For optimisation, the default write cost may be hardcoded to 1.3*DEFAULT_SEQ_PAGE_COST.
360 measurements with 30 iterations per size. Medium datasets (16-512 MB) show a coefficient of variation consistently below 6%, indicating highly stable results. Large datasets (1-2 GB) show higher variability (CV >150% for writes), requiring careful interpretation.
THE END.
January 05, 2026, Madrid, Spain.


I like the idea, but I think your model lacks consideration for buffering of objects in correlated subqueries (when for each tuple of the outer relation, we look up a value from the subquery) and all their dependent objects. I suspect there’s a significant underestimation of the cost of flushing buffers for objects related to temporary tables - indexes and TOASTs - and TOAST tables can be substantially larger than the main temporary tables. While we can get information about indexes more easily from the RelOptInfo structure, for TOASTs we can only find out if we actually access the relation, and we’re lucky if it happens to be in the cache (but rare I suppose). Otherwise, during cost calculation, we’d have to query the system catalog each time, which makes it expensive for only select-like queries.
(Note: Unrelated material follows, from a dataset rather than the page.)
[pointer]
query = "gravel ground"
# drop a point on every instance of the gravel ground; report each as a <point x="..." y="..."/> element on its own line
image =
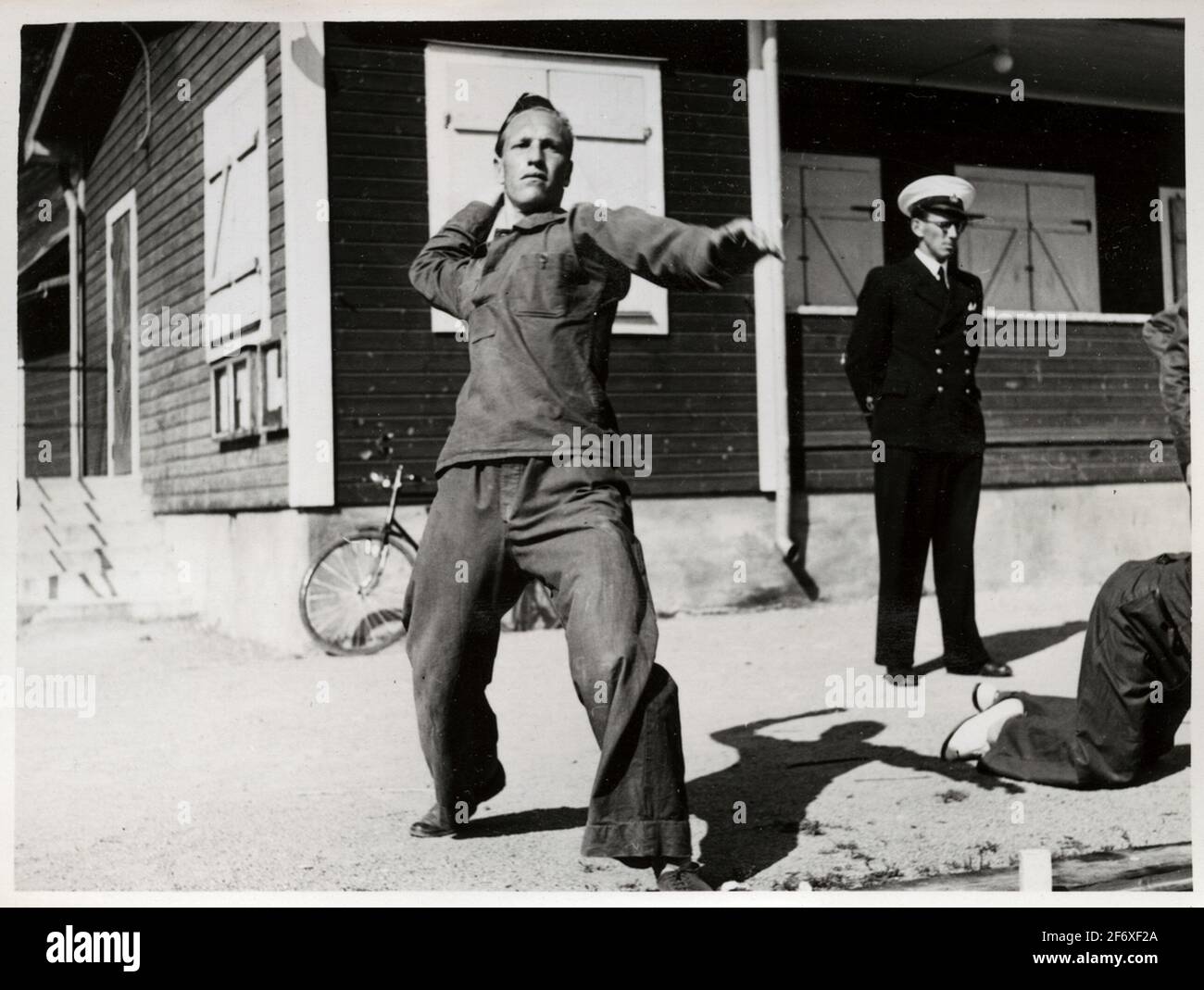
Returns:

In your current model, there’s a lack of knowledge about the actual (or almoust) number of temporary buffers for such dependent temporary relations, including their indexes and TOAST tables. At the moment, PostgreSQL doesn’t provide this information in the buffer manager or in any other statistics. Or am I missing something? By the way, have you run tests on large tables (with toast elements)?
By the way, wouldn’t it be safer to flush temporary pages during memory allocation for the query plan and its subplans in the InitPlan function? This would allow flushing both the main query plan and any subquery plans.